Una denuncia scritta, con un libro.

«Certo. Ho parlato e parlo con le tivù di tutto il mondo ma il piccolo schermo non fa giustizia, in due minuti non puoi raccontare drammi epocali. Ho pensato di mettere nero su bianco nomi e cognomi, tutti veri, di chi soffre e di chi perde la vita sognandone una migliore. Non parlo di alieni, parlo di miei fratelli e sorelle. Parlo di quelli dei quali si è occupata recentemente la Summer School dei sociologi guidata da una sarda, la professoressa Antonietta Mazzette. Non a caso anche lei è un’isolana, sa cos’è il mare. Il mare per noi è tutto, è fonte di vita, è turismo. Il mare ha dato da vivere a mio padre pescatore, ho studiato perché me ne ha dato la possibilità il mare. Non posso accettare che oggi il mare sia sinonimo di naufragi, di un’apocalisse di genti».

Lei ricorda quasi con commozione la barca Kennedy di suo padre, quella che ha dato da vivere alla sua famiglia.

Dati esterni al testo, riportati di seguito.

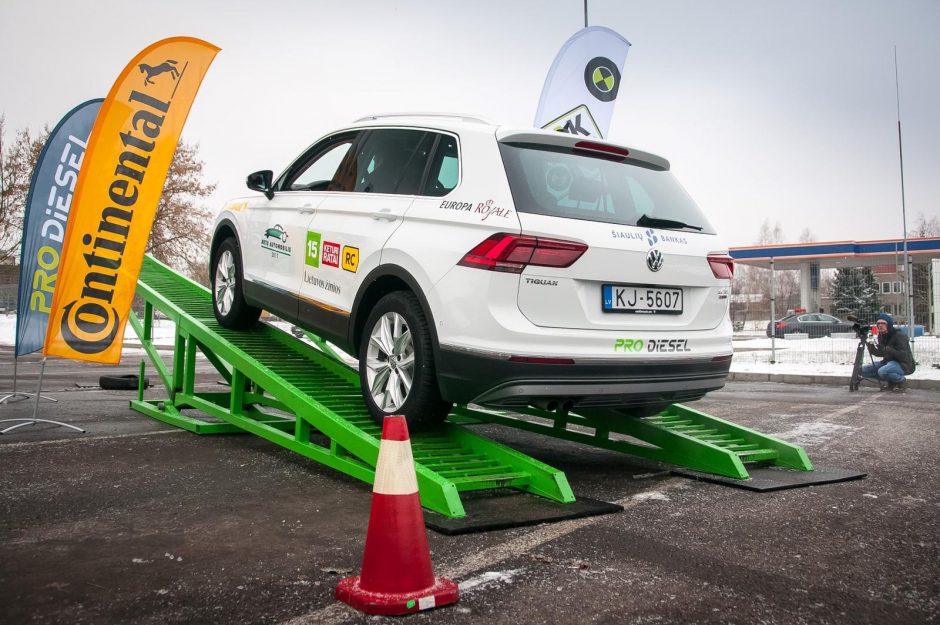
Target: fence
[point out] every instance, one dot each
(810, 323)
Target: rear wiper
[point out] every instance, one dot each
(656, 222)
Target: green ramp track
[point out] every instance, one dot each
(267, 368)
(283, 389)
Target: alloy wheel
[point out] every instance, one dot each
(390, 362)
(225, 279)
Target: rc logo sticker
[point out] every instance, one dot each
(350, 258)
(330, 255)
(602, 78)
(312, 250)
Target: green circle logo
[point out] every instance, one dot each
(602, 78)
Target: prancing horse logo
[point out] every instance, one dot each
(654, 260)
(153, 71)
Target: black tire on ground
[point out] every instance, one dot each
(227, 279)
(422, 406)
(121, 382)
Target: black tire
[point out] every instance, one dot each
(121, 382)
(422, 406)
(238, 315)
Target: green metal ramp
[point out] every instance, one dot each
(283, 389)
(297, 396)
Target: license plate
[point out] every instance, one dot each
(640, 299)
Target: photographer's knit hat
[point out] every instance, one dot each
(887, 318)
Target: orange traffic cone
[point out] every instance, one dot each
(396, 565)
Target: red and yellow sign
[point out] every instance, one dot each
(129, 152)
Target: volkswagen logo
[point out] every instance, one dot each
(654, 260)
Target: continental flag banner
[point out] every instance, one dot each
(119, 186)
(583, 82)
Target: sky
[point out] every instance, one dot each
(779, 111)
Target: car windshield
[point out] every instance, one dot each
(557, 181)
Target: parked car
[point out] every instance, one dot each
(465, 262)
(813, 324)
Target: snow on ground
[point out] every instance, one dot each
(823, 356)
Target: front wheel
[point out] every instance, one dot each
(228, 288)
(396, 363)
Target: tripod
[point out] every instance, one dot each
(38, 395)
(862, 334)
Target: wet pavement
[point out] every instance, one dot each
(135, 522)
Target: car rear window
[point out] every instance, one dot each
(560, 182)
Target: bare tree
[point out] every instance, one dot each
(180, 234)
(179, 237)
(17, 161)
(927, 227)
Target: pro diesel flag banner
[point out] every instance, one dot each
(45, 220)
(128, 155)
(581, 86)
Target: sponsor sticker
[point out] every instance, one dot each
(577, 121)
(602, 78)
(275, 241)
(320, 283)
(330, 255)
(628, 345)
(652, 345)
(350, 258)
(312, 249)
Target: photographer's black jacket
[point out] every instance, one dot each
(894, 346)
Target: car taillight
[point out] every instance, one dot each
(511, 253)
(722, 266)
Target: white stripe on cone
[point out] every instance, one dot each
(394, 470)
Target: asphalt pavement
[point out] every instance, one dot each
(135, 522)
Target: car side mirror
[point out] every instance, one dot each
(262, 181)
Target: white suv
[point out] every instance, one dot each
(465, 262)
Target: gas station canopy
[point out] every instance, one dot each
(837, 253)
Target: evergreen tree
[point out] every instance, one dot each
(856, 292)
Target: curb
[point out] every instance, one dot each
(827, 380)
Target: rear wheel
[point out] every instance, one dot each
(396, 363)
(228, 290)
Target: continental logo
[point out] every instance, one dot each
(350, 258)
(89, 324)
(129, 152)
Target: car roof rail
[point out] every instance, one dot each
(457, 116)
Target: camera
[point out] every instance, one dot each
(860, 331)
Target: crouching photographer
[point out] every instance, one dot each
(893, 347)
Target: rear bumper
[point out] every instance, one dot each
(472, 377)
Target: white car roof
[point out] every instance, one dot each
(460, 122)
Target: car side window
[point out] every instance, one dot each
(317, 168)
(444, 170)
(390, 161)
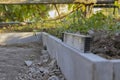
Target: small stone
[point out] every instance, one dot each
(28, 63)
(53, 63)
(44, 51)
(43, 70)
(91, 32)
(53, 78)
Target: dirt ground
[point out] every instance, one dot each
(106, 44)
(40, 66)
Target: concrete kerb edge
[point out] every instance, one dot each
(98, 61)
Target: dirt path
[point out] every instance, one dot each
(13, 67)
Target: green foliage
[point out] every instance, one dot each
(23, 12)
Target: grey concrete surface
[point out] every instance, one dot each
(74, 64)
(22, 37)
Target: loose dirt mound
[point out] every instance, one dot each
(106, 44)
(27, 62)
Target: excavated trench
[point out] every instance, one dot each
(27, 62)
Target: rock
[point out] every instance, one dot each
(91, 32)
(53, 63)
(28, 63)
(44, 51)
(32, 70)
(43, 70)
(53, 78)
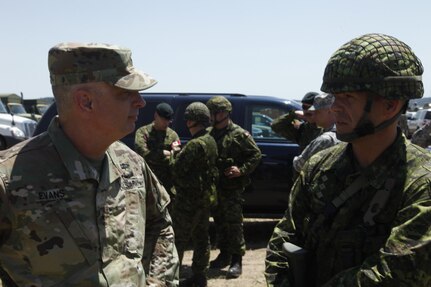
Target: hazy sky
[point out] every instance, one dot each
(278, 48)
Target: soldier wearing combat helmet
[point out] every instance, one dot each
(361, 209)
(238, 157)
(77, 207)
(195, 175)
(156, 142)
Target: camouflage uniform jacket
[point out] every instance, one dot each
(325, 140)
(235, 147)
(150, 143)
(64, 224)
(422, 137)
(195, 169)
(356, 245)
(303, 135)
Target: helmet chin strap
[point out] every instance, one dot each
(365, 126)
(217, 122)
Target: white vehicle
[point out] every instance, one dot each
(13, 128)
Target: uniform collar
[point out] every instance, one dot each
(78, 167)
(378, 172)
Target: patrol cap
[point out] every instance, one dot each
(309, 98)
(219, 104)
(164, 110)
(322, 101)
(78, 63)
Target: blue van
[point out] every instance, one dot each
(271, 181)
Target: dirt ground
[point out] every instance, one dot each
(257, 233)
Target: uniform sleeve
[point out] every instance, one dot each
(405, 258)
(284, 127)
(250, 153)
(160, 261)
(277, 271)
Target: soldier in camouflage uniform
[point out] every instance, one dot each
(156, 142)
(422, 137)
(77, 207)
(299, 126)
(361, 209)
(324, 118)
(238, 157)
(195, 174)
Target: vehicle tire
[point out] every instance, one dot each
(2, 143)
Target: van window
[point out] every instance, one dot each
(261, 119)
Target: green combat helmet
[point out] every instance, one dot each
(219, 104)
(197, 112)
(377, 63)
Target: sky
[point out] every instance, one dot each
(256, 47)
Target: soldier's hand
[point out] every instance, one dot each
(176, 146)
(232, 171)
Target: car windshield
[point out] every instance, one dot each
(3, 109)
(42, 109)
(17, 109)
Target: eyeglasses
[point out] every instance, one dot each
(305, 106)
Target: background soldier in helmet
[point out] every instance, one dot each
(238, 157)
(156, 142)
(422, 137)
(362, 208)
(195, 175)
(299, 126)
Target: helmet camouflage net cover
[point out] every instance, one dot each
(219, 104)
(197, 112)
(378, 63)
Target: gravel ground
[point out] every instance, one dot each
(257, 233)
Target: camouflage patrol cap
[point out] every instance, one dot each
(78, 63)
(219, 104)
(378, 63)
(322, 101)
(197, 112)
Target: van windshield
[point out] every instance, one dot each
(2, 109)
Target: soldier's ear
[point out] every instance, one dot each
(83, 99)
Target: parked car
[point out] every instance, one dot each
(13, 128)
(411, 124)
(271, 182)
(420, 118)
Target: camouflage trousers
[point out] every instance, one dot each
(228, 220)
(191, 221)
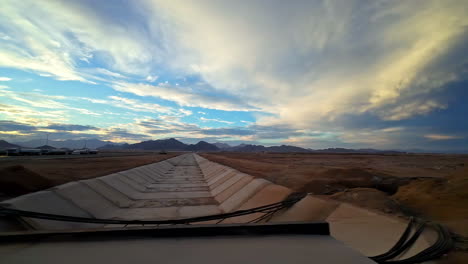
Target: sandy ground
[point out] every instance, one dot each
(20, 175)
(434, 187)
(431, 186)
(329, 173)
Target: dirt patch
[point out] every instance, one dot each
(369, 198)
(21, 176)
(330, 173)
(443, 200)
(17, 180)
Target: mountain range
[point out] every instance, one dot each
(71, 144)
(173, 144)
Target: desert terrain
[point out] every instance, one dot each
(21, 175)
(429, 185)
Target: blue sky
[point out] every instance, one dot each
(380, 74)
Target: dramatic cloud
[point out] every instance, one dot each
(441, 137)
(184, 96)
(313, 73)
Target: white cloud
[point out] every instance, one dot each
(185, 111)
(408, 110)
(441, 137)
(184, 96)
(216, 120)
(150, 78)
(312, 61)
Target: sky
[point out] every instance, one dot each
(316, 74)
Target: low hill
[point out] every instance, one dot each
(202, 146)
(160, 144)
(5, 144)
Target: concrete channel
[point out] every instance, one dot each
(189, 186)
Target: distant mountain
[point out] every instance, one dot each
(202, 146)
(71, 144)
(160, 144)
(5, 144)
(363, 151)
(286, 148)
(221, 145)
(260, 148)
(46, 147)
(114, 146)
(248, 148)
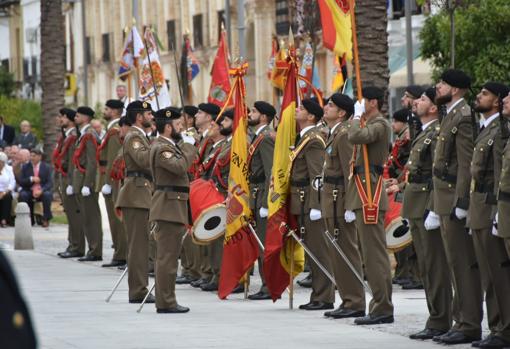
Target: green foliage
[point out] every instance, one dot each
(15, 110)
(6, 82)
(482, 40)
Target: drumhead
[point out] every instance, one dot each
(211, 223)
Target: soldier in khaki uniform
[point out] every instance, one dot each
(304, 201)
(84, 184)
(375, 135)
(451, 179)
(490, 249)
(63, 170)
(260, 162)
(335, 182)
(135, 199)
(502, 219)
(169, 163)
(426, 234)
(106, 154)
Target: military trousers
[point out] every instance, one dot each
(322, 288)
(435, 274)
(168, 237)
(89, 207)
(372, 238)
(76, 234)
(136, 224)
(467, 287)
(349, 287)
(495, 272)
(119, 237)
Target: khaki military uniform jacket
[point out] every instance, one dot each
(504, 195)
(84, 160)
(336, 170)
(376, 135)
(485, 174)
(418, 188)
(260, 153)
(108, 151)
(452, 160)
(169, 164)
(136, 192)
(307, 164)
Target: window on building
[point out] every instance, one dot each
(171, 35)
(106, 47)
(282, 17)
(198, 37)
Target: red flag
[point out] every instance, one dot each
(240, 248)
(220, 83)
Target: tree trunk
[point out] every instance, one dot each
(52, 69)
(371, 24)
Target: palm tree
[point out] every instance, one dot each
(52, 69)
(371, 23)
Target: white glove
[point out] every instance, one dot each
(349, 216)
(315, 214)
(85, 191)
(359, 109)
(106, 189)
(460, 213)
(188, 139)
(432, 221)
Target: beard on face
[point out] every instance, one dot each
(442, 100)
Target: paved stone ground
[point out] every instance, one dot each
(66, 298)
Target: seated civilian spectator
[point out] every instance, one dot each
(6, 132)
(7, 184)
(36, 185)
(25, 139)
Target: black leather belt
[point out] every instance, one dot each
(372, 168)
(300, 182)
(172, 188)
(337, 180)
(139, 174)
(445, 176)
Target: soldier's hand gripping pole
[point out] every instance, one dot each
(116, 285)
(332, 239)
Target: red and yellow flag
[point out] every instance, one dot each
(220, 79)
(240, 248)
(278, 246)
(336, 26)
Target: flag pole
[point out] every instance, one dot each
(360, 97)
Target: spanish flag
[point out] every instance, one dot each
(240, 248)
(336, 26)
(278, 246)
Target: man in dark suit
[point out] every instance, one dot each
(36, 185)
(6, 133)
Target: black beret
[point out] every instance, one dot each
(496, 88)
(114, 104)
(209, 108)
(265, 108)
(414, 90)
(372, 92)
(191, 110)
(431, 93)
(401, 115)
(85, 111)
(343, 102)
(313, 108)
(167, 114)
(456, 78)
(139, 106)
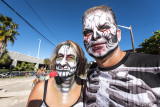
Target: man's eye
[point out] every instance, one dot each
(104, 28)
(59, 58)
(70, 59)
(87, 33)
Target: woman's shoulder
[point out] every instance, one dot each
(36, 95)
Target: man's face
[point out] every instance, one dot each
(99, 34)
(66, 63)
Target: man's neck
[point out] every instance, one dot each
(111, 59)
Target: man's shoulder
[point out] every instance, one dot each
(140, 59)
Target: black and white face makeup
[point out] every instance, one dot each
(100, 34)
(66, 63)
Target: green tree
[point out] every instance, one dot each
(151, 45)
(5, 59)
(46, 62)
(7, 32)
(30, 66)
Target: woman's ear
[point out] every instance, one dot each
(119, 35)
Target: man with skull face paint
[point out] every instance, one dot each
(66, 89)
(119, 79)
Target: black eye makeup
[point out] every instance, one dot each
(87, 32)
(105, 26)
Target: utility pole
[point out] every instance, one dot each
(39, 48)
(132, 39)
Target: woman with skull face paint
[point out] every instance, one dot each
(66, 89)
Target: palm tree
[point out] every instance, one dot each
(5, 59)
(7, 32)
(46, 62)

«Sulla Kennedy avevo imparato a fare il marinaio, il pescatore e a farmi lo stomaco. Avevo imparato la fatica vera, avevo trascorso con mio padre i momenti più belli, ma anche quelli più brutti perché anche io avevo rischiato di perdere la vita in mare. Come l’avevano persa i personaggi dei Malavoglia di Giovanni Verga. In mare ho imparato a conoscere la fame, ad amare l’acqua, a non poterne fare a meno. Un mare che è vita, non morte. Tremo a questo pensiero. Tremo nel vedere tanti cuori di pietra tra chi passa per strada e chi sta al governo. Per mio padre, invece, il mare era tutto. Quando si ammalò ripresi la vecchia barca Pilacchiera, quella con la quale portavo in giro i turisti o recuperavo i passeggeri di navi che non riuscivano ad attraccare in porto. Quando dovetti dismettere quella barca, seppi dalla Capitaneria che aveva 102 anni: per più di un secolo quella barca ci aveva fatto vivere. E perché invece oggi le barche devono essere sinonimo di morte?».

I ricordi più tragici?

«Non li vorrei raccontare qui, sono nelle pagine del libro perché il mondo deve sapere quali tragedie si vivono nel cuore dell’Africa, lo devono sapere a Bruxelles, all’Onu del Palazzo di vetro e al Viminale. Vi cito un nigeriano di 26 anni, evirato. Si rifiutò di spogliarsi perché si vergognava di mostrare il corpo mutilato. Mi aveva detto: un ragazzo estrasse un piccolo machete, vidi la lama attraversare l’aria e tranciare di netto il mio pene. Piangeva lacrime di sangue».

E le lacrime di sale?

«Quelle di mio padre. In punto di morte le lacrime scendevano sul suo viso sciogliendo quel sale che il sole aveva attaccato alla sua pelle. Lo stesso sale che oggi attacca i disperati del mare nostrum, cimitero senza croci e senza nomi».